ABD Merkez Bankası’nın 3 Kasım’daki FOMC toplantısında tahvil alımlarını artırarak miktarsal gevşeme politikasında ikinci aşamayı başlatacağı beklentisini iyice güçlendiren haber akışı devam etmiş, bu doğrultuda global likiditedeki artış beklentisi piyasalara olumlu yansımasını sürdürmüştür. Destekleyici yöndeki son gelişme ise, 21 Eylül tarihli FOMC toplantısının özetlerindeki Fed yetkililerinin enflasyon ve büyüme görünümüne ilişkin umutsuz değerlendirmeleri ve katılımcıların çoğunluğunun “çok geç olmadan” ek bir parasal gevşemeye gidilmesi yönündeki ifadeleri olmuştur. Fed yönetiminin ekonomide ikinci bir dip beklemediklerini vurgulasalar da, büyüme ve buna bağlı olarak istihdam artışının uzunca bir süre yavaş toparlanacağı görüşünü taşıdıkları anlaşılmaktadır. Bu görünümde etkili olan faktörler ise, hanehalkı ve reel kesim güveninin zayıflığı, riskten kaçışın artma eğilimi ve halen tüketicilerin ve şirketlerin bir kısmının içinde bulunduğu zorlu finansal koşullar olarak sıralanmaktadır. Ayrıca, enflasyonun mevcut seviyesinin Fed’in uzun vadede tam istihdam ve fiyat istikrarını sağlama çifte misyonuyla (dual mandate) uyumlu olan seviyelerin altında olduğunun düşünüldüğü de bilinmektedir. Dolayısı ile, Fed yönetiminde ek gevşemeyi “görünümdeki yeni bir kötüleşmeye” ve “deflasyon tehlikesinin artması” şartına bağlayanların azınlıkta kaldığı, çoğunluğun ise “işsizlik oranını düşürmeyen düşük bir büyüme oranı” veya “enflasyonun hedefin altında seyrediyor olmasını” ek gevşeme için uygun ortam olarak gördükleri anlaşılmaktadır. Bu bağlamda, Eylül toplantısının ek parasal gevşemeyi sağlamada bir çok farklı ve yeni yaklaşımı gündeme getirdiği de izlenmektedir. Ancak, bunlar arasında daha çok “uzun vadeli tahvil alımlarının artırılması” ve “enflasyon beklentilerini yukarı çekecek adımların” öne çıktığı izlenmektedir. Tahvil alım programının en iyi faydayı sağlayacak şekilde nasıl dizayn edilmesi gerektiğinin de tartışıldığı anlaşılmaktadır ki, biz zaten geçen haftaki raporumuzda NY Fed yetkilisi Sack’in altını çizdiği noktaları gündeme getirmiştik.
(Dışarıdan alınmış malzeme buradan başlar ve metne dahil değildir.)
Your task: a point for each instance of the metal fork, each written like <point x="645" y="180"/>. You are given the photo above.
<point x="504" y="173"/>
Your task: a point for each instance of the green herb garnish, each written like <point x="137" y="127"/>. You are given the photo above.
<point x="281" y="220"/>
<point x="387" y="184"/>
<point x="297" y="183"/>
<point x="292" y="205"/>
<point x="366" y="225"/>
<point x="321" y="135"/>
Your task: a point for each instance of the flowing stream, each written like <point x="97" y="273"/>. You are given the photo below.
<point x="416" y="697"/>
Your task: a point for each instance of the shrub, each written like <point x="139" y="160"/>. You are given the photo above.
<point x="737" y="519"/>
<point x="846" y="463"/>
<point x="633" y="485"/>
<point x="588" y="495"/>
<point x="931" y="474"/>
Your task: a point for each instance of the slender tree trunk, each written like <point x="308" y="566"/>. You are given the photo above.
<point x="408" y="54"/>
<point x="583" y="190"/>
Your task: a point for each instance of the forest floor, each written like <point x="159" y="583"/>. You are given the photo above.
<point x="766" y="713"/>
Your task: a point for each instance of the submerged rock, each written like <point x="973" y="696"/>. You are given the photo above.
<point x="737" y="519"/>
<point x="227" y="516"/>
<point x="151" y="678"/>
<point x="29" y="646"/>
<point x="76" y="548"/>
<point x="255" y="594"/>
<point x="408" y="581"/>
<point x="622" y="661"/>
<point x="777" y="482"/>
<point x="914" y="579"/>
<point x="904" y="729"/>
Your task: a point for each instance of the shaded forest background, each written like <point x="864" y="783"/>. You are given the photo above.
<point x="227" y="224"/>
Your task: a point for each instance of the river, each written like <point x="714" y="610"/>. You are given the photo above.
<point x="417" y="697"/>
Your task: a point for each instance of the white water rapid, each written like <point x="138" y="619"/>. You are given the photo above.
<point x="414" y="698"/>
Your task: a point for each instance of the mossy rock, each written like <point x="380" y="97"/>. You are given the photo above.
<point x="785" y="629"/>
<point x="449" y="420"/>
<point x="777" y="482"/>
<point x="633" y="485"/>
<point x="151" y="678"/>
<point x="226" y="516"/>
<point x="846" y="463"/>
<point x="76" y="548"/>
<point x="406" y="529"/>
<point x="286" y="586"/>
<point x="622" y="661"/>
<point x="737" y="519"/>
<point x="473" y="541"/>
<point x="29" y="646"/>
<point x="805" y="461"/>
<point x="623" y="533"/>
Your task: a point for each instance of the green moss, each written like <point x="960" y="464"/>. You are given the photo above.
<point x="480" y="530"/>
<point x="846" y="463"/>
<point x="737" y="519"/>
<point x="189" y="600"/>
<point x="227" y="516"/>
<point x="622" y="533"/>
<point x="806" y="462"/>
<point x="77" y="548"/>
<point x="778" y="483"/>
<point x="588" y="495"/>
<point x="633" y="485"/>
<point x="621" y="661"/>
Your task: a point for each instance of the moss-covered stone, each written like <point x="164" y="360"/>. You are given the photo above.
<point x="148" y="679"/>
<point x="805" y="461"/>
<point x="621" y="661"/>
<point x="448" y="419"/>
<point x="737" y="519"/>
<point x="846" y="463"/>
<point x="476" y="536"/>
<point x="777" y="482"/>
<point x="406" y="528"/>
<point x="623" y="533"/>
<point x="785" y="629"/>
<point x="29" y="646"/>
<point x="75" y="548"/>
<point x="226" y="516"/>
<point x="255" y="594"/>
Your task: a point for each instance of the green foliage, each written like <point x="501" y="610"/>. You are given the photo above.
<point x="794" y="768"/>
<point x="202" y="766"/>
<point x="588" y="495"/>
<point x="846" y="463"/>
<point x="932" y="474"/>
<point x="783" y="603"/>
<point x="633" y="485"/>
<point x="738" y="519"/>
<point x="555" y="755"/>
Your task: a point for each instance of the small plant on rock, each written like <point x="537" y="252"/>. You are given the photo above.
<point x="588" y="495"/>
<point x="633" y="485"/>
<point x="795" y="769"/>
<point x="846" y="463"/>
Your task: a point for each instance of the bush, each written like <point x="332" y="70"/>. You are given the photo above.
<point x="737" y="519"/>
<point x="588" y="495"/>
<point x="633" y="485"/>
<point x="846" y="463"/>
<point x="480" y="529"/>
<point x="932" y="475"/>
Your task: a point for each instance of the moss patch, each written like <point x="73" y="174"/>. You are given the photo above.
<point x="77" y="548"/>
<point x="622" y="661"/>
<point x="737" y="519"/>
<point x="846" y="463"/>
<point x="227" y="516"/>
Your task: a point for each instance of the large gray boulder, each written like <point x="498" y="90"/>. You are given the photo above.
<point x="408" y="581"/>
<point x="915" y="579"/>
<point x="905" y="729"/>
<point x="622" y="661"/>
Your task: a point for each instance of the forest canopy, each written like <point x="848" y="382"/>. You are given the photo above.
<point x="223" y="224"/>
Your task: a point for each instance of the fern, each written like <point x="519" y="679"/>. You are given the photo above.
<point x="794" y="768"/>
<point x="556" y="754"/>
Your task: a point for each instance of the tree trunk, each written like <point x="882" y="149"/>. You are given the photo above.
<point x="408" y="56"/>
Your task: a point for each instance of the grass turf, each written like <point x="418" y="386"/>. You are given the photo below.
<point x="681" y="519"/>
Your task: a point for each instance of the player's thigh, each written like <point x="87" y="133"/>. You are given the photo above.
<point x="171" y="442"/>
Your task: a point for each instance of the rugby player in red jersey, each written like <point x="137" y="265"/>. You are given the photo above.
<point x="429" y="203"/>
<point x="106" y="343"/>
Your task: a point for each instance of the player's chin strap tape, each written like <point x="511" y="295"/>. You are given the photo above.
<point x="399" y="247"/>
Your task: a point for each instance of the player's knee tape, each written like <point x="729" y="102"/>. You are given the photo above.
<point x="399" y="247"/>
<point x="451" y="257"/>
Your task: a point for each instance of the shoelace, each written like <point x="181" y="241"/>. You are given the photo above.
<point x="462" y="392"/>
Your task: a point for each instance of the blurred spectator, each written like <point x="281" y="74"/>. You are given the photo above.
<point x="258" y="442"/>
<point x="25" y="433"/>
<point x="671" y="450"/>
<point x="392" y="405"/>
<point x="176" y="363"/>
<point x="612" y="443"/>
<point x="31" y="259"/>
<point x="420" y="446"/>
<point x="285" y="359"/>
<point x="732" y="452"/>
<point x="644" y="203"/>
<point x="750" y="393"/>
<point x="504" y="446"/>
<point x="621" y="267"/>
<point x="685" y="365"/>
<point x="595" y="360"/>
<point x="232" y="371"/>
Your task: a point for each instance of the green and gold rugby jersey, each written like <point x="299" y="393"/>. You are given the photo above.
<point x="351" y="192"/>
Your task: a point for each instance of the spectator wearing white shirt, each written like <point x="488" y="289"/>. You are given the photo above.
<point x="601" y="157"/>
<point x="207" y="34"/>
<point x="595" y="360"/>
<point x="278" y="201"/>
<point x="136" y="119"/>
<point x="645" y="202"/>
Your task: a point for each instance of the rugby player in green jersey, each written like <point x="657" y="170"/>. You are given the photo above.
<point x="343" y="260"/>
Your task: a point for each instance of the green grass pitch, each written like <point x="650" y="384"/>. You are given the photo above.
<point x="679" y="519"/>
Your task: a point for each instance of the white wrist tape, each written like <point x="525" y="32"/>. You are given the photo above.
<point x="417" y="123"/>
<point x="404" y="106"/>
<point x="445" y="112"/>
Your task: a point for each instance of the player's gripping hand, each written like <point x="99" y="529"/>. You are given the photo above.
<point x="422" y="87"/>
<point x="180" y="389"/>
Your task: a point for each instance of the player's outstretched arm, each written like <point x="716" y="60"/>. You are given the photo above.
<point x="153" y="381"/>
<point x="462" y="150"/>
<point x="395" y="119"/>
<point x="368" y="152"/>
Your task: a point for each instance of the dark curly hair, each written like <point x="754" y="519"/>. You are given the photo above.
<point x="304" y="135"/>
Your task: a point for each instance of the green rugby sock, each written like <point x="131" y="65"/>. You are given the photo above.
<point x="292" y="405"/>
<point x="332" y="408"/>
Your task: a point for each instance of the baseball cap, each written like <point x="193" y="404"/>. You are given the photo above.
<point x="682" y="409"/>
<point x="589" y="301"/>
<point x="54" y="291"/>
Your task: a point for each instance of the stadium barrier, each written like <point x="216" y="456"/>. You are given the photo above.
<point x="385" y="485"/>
Hatırlarsak buradan çıkan mesaj, varlık alımlarında önden yüklemeli büyük miktarlar değil düzenli ama küçük adımlar atılacağıydı.
Sack, bilanço büyüklüğünü değiştiren varlık alımlarını Fed politika faizinin bir alternatifi olarak görülmesi gerektiğini vurgulamış ve önemli noktaları aşağıdaki gibi belirtmişti; 1) Varlık alımlarında önden yüklemeli büyük miktarlar değil düzenli ama küçük adımlar atılmalıdır. 2) Varlık alımlarına yönelik kararlar FOMC’nin ekonomiye ilişkin tahminleriyle ilişkilendirilmelidir. 3) Varlık alımlarının daha etkili olması için geçici olmadığının vurgulanması gereklidir. 4) Bilançonun izleyeceği olası patika hakkında bilgi sağlanmalıdır. 5) Değişen piyasa koşullarına daha kolay uyum sağlamak adına program belli esneklikler içermelidir.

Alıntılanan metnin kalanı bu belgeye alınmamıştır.